- CrashPlan for Home
This article is intended for CrashPlan for Home users. For Code42 CrashPlan and CrashPlan PRO documentation, read this page on our enterprise support site.
Data de-duplication is a core element of CrashPlan's backup process. It ensures both the efficiency and integrity of your backup data, and therefore it is not possible to turn it off. However, as several blogs have noted, it is possible to modify how de-duplication behaves.
This article explains the purpose of a specific data de-duplication setting, as well as the impact of changing this setting on your bandwidth, CPU usage, and backup data.
Key concept: Rolling de-duplication of data blocks
This article assumes you are already familiar with the basic concept of data de-duplication and how backup works. However, to understand the implications of changing de-duplication's configuration settings, it's also important to understand how CrashPlan prepares and de-duplicates data blocks.
For each file in its to-do list, the CrashPlan service performs the following tasks in sequence:
- CrashPlan evaluates the file and breaks it up into a series of smaller pieces called blocks.
- CrashPlan generates a computationally-light checksum as a numerical way of identifying the data within the block.
- CrashPlan compares this checksum against its cache, which is stored in RAM on your computer, to determine if this block has already been backed up.
- CrashPlan chooses whether to send the block to the backup destination, depending on the checksum comparison:
- If the checksum does match, CrashPlan generates a stronger checksum and compares that against the cache. If this checksum matches, CrashPlan concludes that this block has not changed and does not send the block to the backup destination.
- If the checksum does not match, CrashPlan concludes that this block is new or changed since the last backup and sends the block to your backup destination.
- If CrashPlan determines that the block should be sent to your destinations it:
- CrashPlan continues this process for each block until it reaches the end of the file, and then moves on to the next file in the to-do list.
Rolling block analysis
As CrashPlan's de-duplication algorithm works through the file block by block, it uses a rolling analysis to review subsequent blocks whenever it locates a changed file. If a file has changed since the last backup, CrashPlan backs up only the changed block(s), without restarting backup on the remaining blocks in the file.
This is absolutely critical to efficiently backing up your data and conserving your bandwidth. Without a rolling block analysis, any time you back up a changed file (that is, whenever CrashPlan detects a new block within a sequence of blocks that have already backed up) CrashPlan will back up the new blocks and resend all of the subsequent blocks to your backup destinations.
While some files, like ISO images, never change, it is common for most file types to get updated, whether by you or by the applications that use them, at varying rates of frequency. For example, MP3 files change occasionally when metadata such as title, album, artist, and genre are added via ID3 metadata. Other file types, like Outlook PST files, change frequently when emails, events, and tasks are added. Depending on the type of files you are backing up, rolling block analysis can facilitate a large amount of data de-duplication.

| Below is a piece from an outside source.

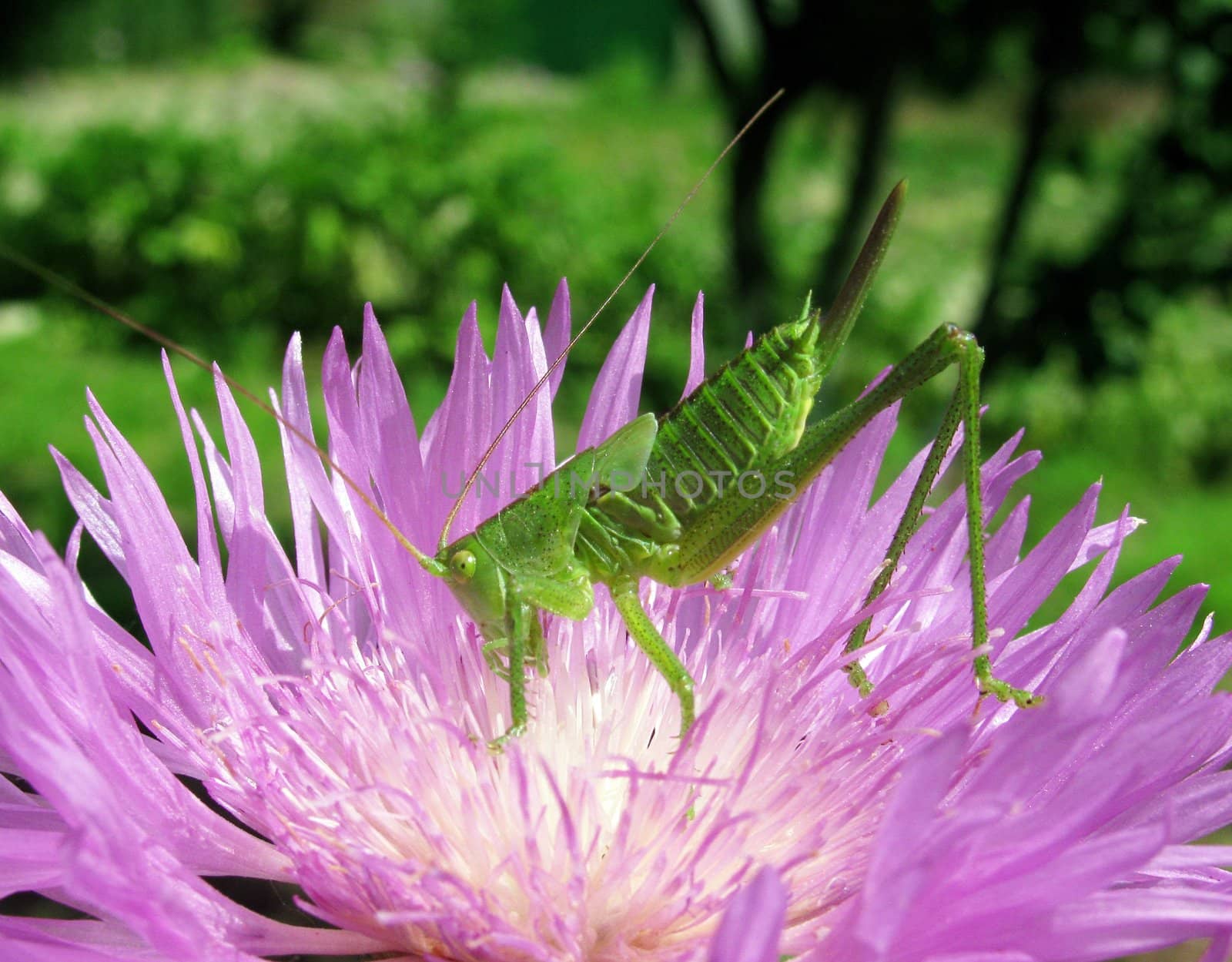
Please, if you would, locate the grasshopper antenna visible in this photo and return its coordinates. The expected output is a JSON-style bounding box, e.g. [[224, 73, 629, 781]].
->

Rolling data de-duplication maximum file size
As described above, rolling data de-duplication is essential to CrashPlan's ability to dynamically back up changes in your files while remaining efficient over the life of your backup. However, some blogs recommend changing this behavior to effectively eliminate rolling de-duplication. Before making any changes to CrashPlan, you should fully understand the implications of changing this setting.
Default configuration (recommended)
The default setting for rolling data de-duplication sets de-duplication's maximum file size to
0, meaning "unlimited." It enables rolling de-duplication on files of any size.
This way, if a new data block is introduced, CrashPlan can back up the new blocks, no matter where they occur within the sequence of blocks that make up the file, while still being able identify the old blocks that have already been backed up.
We strongly recommend leaving this configuration unchanged.
Altered configuration (unsupported)
Several blogs have recommended modifying a configuration file within the CrashPlan app to change this setting to:
This change tells CrashPlan to disable rolling de-duplication on any file over 1 byte in size, which in practice disables rolling de-duplication. Consequently, any time new blocks are introduced within a sequence of blocks that have already backed up, CrashPlan will back up the new blocks and resend all of the subsequent blocks to your backup destinations. As a result, changing this setting all but guarantees that you will send more data to your destinations over time.
Every backup is different, and the effects of this setting may have unintended consequences on your specific backup. Since CrashPlan is designed to back up your newest data first, this modification could result in constantly re-uploading large files that change frequently (such as Outlook PST files), leaving older files unprotected, even if the older files are more important to you.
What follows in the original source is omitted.